I had a great time at Interop. I loved being there as part of the Dell Storage team. I loved reconnecting with old friends. I attended many sessions on cloud and storage. I posted some of my (mostly) unedited session notes. There were a few sessions that really made me think about where the storage industry is going, and what role we will play in cloud computing.
Dell at Interop
Dell had quite a presence at Interop. We talked to lots of people about all things enterprise. The Dell Tech Center was there, and have posted the following blog posts:
- Dell At Interop Las Vegas 2011
- Dell At Interop Las Vegas 2011 – Day 1
- Dell At Interop Las Vegas – Day 2
Franklin from Dell OEM also had a post covering the conference. Here are some of my favorite pictures of the Dell booth – but every time I went to the conference expo floor the booth was swarming with people!
Enterprise Cloud Summit
I really loved the Enterprise Cloud Summit that took place on Sunday and Monday. I posted notes from the following sessions:
- 10 Cloud Computing Fundamentals
- Linking Private and Public Clouds
- Optimizing Hybrid Cloud Communication
- Understanding Big Data
It was obvious from listening to the sessions that most people are still transitioning their thought processes from the old ways of managing IT devices (servers, storage, switches) to designing systems that can actually manage information. It was great to be in sessions led by the people who are paving the path to this new way of doing IT.
Conference Sessions
The full conference started on Tuesday. There was a panel that discussed the future of Data Storage. The panel included Vanessa Alverez, Stephen Foskett, and Howard Marks.
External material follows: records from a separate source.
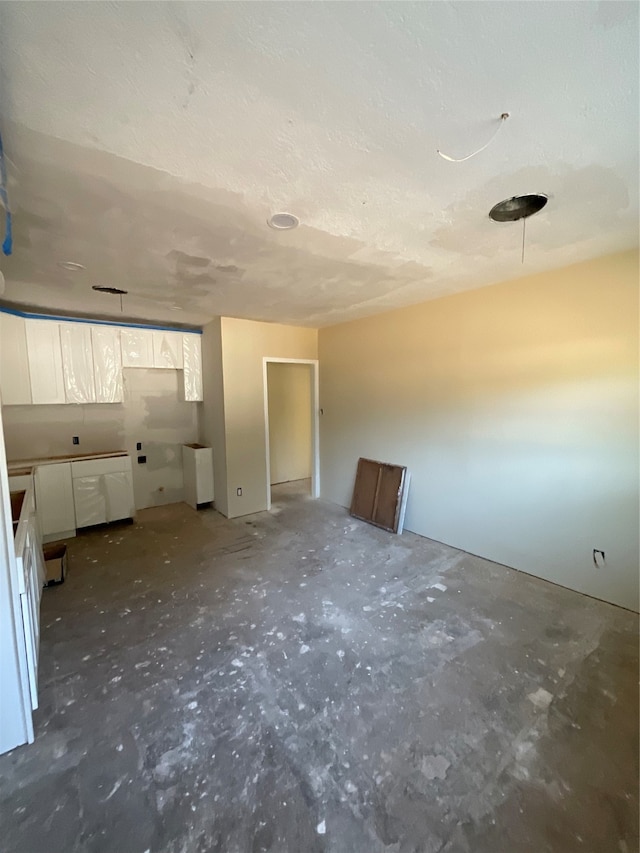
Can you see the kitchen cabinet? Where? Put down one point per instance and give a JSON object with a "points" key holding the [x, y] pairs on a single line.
{"points": [[15, 382], [102, 490], [192, 366], [137, 347], [45, 361], [77, 363], [54, 501], [197, 462], [107, 364], [167, 349]]}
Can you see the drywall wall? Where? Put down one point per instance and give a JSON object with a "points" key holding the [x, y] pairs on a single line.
{"points": [[515, 408], [245, 345], [152, 413], [212, 431], [289, 388]]}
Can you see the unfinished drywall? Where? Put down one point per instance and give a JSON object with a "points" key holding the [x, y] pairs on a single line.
{"points": [[245, 345], [212, 421], [515, 408], [152, 413], [289, 421]]}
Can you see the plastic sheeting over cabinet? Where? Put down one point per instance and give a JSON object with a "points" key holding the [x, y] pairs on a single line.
{"points": [[77, 363], [107, 364], [192, 361]]}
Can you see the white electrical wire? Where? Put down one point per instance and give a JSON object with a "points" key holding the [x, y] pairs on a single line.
{"points": [[503, 118]]}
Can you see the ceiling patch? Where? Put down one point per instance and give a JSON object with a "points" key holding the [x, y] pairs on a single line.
{"points": [[283, 221], [444, 156]]}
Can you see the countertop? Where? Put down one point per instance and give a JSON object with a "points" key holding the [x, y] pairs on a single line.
{"points": [[21, 467]]}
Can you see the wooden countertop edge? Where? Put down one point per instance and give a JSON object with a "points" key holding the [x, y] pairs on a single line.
{"points": [[24, 467]]}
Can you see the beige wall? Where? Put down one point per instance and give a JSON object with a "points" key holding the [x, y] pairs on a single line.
{"points": [[245, 344], [515, 408], [152, 412], [289, 421], [212, 429]]}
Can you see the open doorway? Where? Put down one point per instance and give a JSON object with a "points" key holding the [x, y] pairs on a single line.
{"points": [[291, 428]]}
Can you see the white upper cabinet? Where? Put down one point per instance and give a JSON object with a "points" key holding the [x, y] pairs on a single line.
{"points": [[137, 347], [167, 349], [45, 361], [77, 363], [107, 364], [15, 383], [192, 362]]}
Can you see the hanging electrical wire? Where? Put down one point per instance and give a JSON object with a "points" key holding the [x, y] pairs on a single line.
{"points": [[7, 245]]}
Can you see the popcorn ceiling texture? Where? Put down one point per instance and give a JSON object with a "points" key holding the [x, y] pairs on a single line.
{"points": [[151, 142]]}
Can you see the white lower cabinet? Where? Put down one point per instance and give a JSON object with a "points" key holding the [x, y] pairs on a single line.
{"points": [[55, 501], [102, 490]]}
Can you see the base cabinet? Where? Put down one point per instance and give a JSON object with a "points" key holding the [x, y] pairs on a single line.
{"points": [[102, 490], [54, 501]]}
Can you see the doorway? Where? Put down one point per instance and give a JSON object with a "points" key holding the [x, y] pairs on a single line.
{"points": [[291, 428]]}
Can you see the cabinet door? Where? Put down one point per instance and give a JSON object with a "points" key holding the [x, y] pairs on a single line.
{"points": [[137, 347], [90, 500], [107, 364], [45, 361], [167, 349], [77, 363], [54, 498], [15, 384], [119, 492], [192, 359]]}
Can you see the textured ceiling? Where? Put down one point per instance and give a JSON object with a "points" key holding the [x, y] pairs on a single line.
{"points": [[151, 141]]}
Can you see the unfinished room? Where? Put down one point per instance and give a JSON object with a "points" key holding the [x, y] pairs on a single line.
{"points": [[319, 427]]}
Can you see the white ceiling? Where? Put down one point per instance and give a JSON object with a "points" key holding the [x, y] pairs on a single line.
{"points": [[151, 141]]}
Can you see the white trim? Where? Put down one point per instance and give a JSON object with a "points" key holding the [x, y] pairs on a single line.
{"points": [[315, 420]]}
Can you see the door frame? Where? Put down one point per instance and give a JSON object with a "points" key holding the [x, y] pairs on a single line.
{"points": [[315, 420]]}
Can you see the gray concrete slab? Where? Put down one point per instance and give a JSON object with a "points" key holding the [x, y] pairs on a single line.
{"points": [[298, 681]]}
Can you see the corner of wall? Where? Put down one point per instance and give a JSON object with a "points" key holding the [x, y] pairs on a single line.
{"points": [[212, 424]]}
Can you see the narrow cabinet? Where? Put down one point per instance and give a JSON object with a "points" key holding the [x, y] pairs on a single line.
{"points": [[45, 361], [107, 364], [15, 383], [167, 349], [77, 363], [54, 501], [137, 347], [192, 361]]}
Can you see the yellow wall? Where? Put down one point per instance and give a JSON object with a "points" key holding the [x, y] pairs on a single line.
{"points": [[245, 344], [289, 421], [515, 408]]}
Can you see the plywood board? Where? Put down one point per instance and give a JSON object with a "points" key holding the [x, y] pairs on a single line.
{"points": [[379, 494]]}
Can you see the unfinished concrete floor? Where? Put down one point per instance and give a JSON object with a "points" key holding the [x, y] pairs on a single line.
{"points": [[299, 681]]}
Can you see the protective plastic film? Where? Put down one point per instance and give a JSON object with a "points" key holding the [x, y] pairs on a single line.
{"points": [[192, 367], [107, 364], [90, 500], [119, 495], [77, 364], [167, 349]]}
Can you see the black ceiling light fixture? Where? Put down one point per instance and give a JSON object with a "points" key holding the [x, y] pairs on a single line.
{"points": [[518, 207], [116, 291]]}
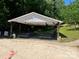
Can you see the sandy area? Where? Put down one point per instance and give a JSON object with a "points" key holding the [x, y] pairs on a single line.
{"points": [[37, 49]]}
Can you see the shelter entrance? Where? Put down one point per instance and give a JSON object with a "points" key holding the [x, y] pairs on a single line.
{"points": [[30, 31]]}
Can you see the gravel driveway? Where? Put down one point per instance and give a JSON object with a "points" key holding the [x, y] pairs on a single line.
{"points": [[37, 49]]}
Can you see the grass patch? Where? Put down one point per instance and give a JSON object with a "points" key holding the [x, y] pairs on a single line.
{"points": [[70, 33]]}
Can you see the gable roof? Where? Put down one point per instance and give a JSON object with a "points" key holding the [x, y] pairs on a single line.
{"points": [[35, 19]]}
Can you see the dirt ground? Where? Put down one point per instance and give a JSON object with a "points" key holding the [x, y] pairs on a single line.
{"points": [[37, 49]]}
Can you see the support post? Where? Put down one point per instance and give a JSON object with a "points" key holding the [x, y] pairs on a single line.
{"points": [[19, 28], [11, 29], [58, 26]]}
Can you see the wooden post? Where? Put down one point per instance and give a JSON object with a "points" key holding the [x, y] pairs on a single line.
{"points": [[11, 29], [19, 28], [58, 31]]}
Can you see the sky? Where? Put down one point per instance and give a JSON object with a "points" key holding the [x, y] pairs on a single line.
{"points": [[68, 2]]}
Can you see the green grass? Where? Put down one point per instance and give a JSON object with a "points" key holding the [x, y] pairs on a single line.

It was moderated by Mike Fratto of Network Computing.
The panel talked about primary deduplication, application performance and capacity constraints, auto-tiering, compression software, and thin provisioning. I was very disappointed that the panel didn’t mention Dell Storage very much in their examples. This article about Dell’s Fluid data storage strategy is a good place to start to find information on how Dell’s storage products and acquisition address many of the topics addressed by the panel. Or you could always ask.
Vanessa Alverez also hosted a panel on object storage (my notes are here). The panelists included representatives from Cleversafe, Amplidata, Caringo, and Rackspace. One of the topics the panelists dived into was the role cloud plays in object storage. The nature of content that is best served by cloud is big blobs of unstructured data – digital music, video, cat scan, surveillance. The decision to move to cloud-based storage should be based on individual use cases. It’s really all about the data: massive unstructured data that is being produced by enterprises as well as consumers.
Another session I really enjoyed was led by Stephen Foskett, and was on FCoE vs iSCSI. It was a history lesson, and then a comparison of the new(ish) fibre channel protocols, with a nice call-out to a Dell Tech Center post on iSCSI performance.